Lorsque pour un paramètre ou une combinaison de paramètres l’analyse révèle plusieurs sous-populations, il est possible de limiter l’acquisition pour d’autres paramètres, à une seule d’entre elles. On parle d’analyse conditionnée. Cette approche est particulièrement intéressante dans l’élimination des objets parasites tels que les doublets ou le bruit de fond.
Par ailleurs, les histogrammes fournis par une analyse en flux se révèlent parfois complexes, et l’extraction des informations qu’ils contiennent nécessite alors l’utilisation de programmes informatiques spécifiques. Les programmes de ce type fournissent des statistiques plus ou moins élaborées, coefficients de variation, pourcentage en fonction des régions, corrélation entre paramètres, directement à partir des données « brutes ». Certains logiciel plus spécifiques, travaillent à partir de modèles tels que ceux qui ont été développés dans le cadre des études du cycle cellulaire.

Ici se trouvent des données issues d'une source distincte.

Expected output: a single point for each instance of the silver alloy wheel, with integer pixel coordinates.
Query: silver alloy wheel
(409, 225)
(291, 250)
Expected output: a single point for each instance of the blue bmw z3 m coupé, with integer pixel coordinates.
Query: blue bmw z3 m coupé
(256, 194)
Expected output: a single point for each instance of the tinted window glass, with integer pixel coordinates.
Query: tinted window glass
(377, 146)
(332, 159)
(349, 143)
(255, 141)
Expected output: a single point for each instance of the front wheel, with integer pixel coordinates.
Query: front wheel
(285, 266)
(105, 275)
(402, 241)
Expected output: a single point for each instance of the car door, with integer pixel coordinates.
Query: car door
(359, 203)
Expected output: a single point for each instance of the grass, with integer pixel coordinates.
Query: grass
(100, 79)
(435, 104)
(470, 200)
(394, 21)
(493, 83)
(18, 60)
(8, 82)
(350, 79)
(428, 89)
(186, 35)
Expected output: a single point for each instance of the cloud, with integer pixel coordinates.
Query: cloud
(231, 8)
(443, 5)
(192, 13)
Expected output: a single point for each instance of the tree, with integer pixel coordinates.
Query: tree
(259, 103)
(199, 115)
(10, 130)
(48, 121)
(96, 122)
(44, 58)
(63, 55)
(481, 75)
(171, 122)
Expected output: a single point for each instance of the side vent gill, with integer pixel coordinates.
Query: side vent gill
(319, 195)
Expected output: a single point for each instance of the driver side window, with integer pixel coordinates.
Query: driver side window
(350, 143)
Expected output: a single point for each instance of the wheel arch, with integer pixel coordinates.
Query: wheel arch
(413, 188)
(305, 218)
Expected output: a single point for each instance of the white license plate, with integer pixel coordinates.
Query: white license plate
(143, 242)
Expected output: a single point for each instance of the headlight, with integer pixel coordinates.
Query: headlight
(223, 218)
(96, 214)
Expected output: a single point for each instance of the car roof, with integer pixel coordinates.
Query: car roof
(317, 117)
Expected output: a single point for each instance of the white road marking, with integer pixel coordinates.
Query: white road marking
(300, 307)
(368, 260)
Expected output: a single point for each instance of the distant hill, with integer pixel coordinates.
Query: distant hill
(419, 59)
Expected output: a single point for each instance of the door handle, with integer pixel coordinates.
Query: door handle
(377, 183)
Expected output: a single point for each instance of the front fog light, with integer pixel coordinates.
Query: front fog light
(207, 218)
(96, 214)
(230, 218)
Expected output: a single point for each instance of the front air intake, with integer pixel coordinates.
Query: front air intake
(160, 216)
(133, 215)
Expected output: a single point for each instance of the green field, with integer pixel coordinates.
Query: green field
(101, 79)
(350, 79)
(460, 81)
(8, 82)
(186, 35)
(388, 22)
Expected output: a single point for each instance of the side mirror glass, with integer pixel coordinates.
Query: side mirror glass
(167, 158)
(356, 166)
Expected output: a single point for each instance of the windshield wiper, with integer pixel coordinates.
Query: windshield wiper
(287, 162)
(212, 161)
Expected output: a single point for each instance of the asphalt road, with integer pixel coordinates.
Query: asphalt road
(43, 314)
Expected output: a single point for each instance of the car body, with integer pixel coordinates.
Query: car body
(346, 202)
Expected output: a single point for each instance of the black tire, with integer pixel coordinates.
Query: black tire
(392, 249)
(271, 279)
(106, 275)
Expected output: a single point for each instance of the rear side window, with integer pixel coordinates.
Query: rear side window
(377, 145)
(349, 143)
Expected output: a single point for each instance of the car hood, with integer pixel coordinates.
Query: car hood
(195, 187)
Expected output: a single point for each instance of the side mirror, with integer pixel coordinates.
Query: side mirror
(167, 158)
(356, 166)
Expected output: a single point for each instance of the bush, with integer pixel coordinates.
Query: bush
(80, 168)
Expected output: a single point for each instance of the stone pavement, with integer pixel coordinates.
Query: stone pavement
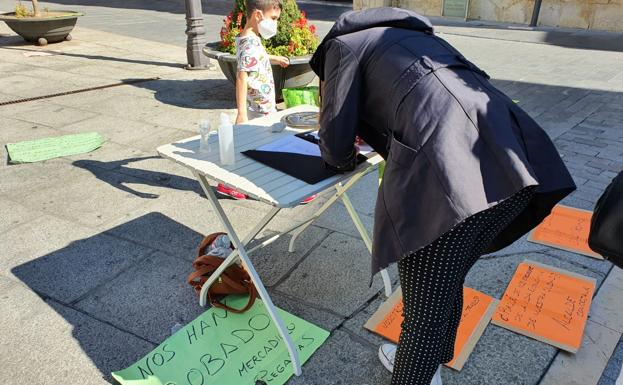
(96, 247)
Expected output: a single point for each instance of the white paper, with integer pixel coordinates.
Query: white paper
(292, 144)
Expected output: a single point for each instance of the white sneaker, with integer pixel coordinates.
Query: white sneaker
(387, 353)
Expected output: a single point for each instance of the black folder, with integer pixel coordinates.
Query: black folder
(308, 168)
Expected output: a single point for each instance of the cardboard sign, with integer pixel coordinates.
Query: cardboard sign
(566, 228)
(223, 348)
(477, 311)
(547, 304)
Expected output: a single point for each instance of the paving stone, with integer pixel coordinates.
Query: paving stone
(176, 223)
(585, 366)
(340, 265)
(110, 156)
(14, 214)
(62, 260)
(52, 115)
(38, 332)
(492, 275)
(21, 180)
(355, 324)
(88, 199)
(598, 265)
(607, 307)
(274, 261)
(522, 245)
(147, 299)
(126, 131)
(340, 361)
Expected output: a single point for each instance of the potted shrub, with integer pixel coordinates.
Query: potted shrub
(295, 39)
(41, 26)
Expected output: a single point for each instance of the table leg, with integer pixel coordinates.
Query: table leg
(324, 207)
(387, 283)
(246, 262)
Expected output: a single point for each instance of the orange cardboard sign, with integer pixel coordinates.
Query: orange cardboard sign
(477, 311)
(566, 228)
(547, 304)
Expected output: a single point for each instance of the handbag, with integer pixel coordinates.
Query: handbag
(233, 280)
(606, 234)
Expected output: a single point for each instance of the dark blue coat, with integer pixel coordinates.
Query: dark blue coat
(454, 144)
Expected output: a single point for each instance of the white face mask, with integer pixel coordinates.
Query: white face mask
(267, 28)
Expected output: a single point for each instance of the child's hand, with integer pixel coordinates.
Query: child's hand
(282, 61)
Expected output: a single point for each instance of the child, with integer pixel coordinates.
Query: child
(255, 85)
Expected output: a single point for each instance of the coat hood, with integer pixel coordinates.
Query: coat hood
(355, 21)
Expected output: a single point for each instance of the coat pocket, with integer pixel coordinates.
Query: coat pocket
(401, 154)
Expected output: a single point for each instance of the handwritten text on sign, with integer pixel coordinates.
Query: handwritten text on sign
(548, 304)
(477, 310)
(566, 228)
(223, 348)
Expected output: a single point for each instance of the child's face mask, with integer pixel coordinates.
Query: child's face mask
(267, 27)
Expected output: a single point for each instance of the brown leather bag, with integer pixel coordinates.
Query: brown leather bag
(234, 280)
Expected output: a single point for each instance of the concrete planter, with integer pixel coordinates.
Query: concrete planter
(44, 29)
(297, 74)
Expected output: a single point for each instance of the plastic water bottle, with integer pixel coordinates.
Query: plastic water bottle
(204, 131)
(226, 140)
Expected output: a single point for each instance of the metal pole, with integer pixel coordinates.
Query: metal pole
(535, 13)
(196, 36)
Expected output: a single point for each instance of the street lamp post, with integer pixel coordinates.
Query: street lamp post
(535, 13)
(196, 36)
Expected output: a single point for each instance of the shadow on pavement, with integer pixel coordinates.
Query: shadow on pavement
(194, 93)
(132, 276)
(101, 170)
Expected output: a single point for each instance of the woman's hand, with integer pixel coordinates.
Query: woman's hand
(280, 60)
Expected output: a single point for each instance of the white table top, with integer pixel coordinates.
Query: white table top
(247, 175)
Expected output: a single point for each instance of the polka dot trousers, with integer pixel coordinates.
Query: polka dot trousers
(432, 286)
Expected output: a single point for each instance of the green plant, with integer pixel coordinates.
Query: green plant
(22, 11)
(295, 36)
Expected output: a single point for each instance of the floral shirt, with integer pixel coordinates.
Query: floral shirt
(252, 58)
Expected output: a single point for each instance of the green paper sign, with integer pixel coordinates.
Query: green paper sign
(224, 348)
(47, 148)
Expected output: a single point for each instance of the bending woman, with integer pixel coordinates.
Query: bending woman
(468, 172)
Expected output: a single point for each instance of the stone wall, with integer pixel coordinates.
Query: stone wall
(590, 14)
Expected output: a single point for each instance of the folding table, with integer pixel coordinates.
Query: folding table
(270, 186)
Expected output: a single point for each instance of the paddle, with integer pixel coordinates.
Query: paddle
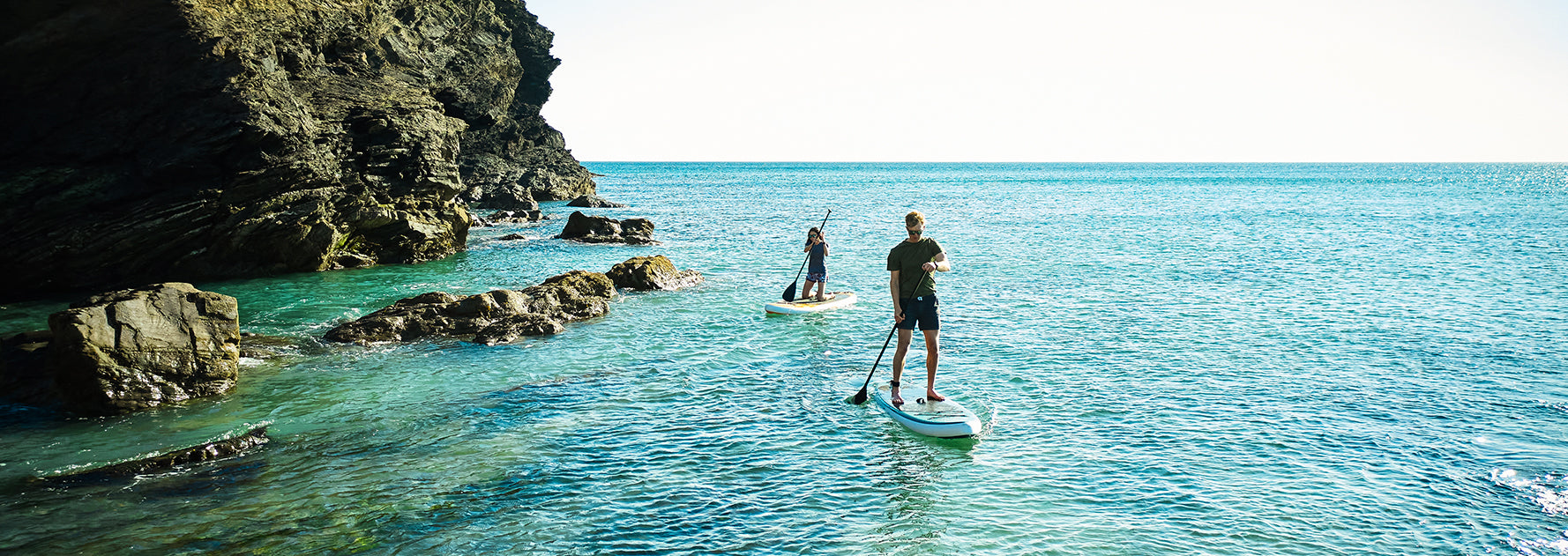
(860, 397)
(789, 292)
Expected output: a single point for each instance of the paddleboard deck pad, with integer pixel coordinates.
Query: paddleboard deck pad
(935, 419)
(834, 300)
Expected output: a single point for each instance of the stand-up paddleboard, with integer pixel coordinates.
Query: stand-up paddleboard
(933, 419)
(834, 300)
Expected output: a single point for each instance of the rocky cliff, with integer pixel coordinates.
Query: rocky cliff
(146, 141)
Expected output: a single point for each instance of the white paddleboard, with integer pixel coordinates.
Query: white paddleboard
(834, 300)
(935, 419)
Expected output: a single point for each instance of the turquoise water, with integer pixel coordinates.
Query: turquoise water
(1170, 359)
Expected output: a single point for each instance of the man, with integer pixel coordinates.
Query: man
(915, 298)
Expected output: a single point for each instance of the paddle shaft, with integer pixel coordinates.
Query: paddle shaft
(808, 256)
(860, 397)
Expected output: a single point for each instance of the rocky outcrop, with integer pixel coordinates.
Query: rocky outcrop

Au delà de l'analyse, la particularité de la CMF est d’offrir la possibilité de séparer physiquement des sous-populations mises en évidence par l'analyse.

- La première étape, consiste à délimiter les sous-populations que l’on souhaite trier, par ce qu’il est convenu d'appeler des fenêtres de tri. Celles-ci pourront être définies aussi bien sur des histogrammes monoparamétrés que biparamétrés.
- Par ailleurs, on soumet la buse d'où sort le jet à une vibration de faible amplitude mais de relativement haute fréquence (20 à 30 kHz), qui a pour effet de fractionner le jet en gouttelettes. - Lorsque qu'une cellule analysée a été classée dans une fenêtre de tri, l'appareil soumet le jet à une impulsion électrique au moment où cette cellule arrive à l'extrémité du jet non fractionné.
L'excès de charge (+ ou -) résultant, est conservé par la gouttelette contenant la cellule, au moment ou elle se sépare du jet initial.
- En passant ensuite entre deux plaques à haute-tension, cette gouttelette est déviée en fonction de sa charge, pour être collectée dans un tube disposé à cet effet.

Il est ainsi possible de trier simultanément jusqu'à 4 sous-populations révélées par l'analyse. Les cellules triées peuvent ensuite être l’objet d'analyse biochimiques ou de biologie moléculaire, d'études microscopiques, ou, dans le cas de travail sur cellules vivantes, peuvent être remise en culture. Technique largement reconnue et mise à contribution dans de nombreux domaines de la biologie, la CMF a pris aujourd’hui différents aspects, tant par ses applications, que par le matériel utilisé.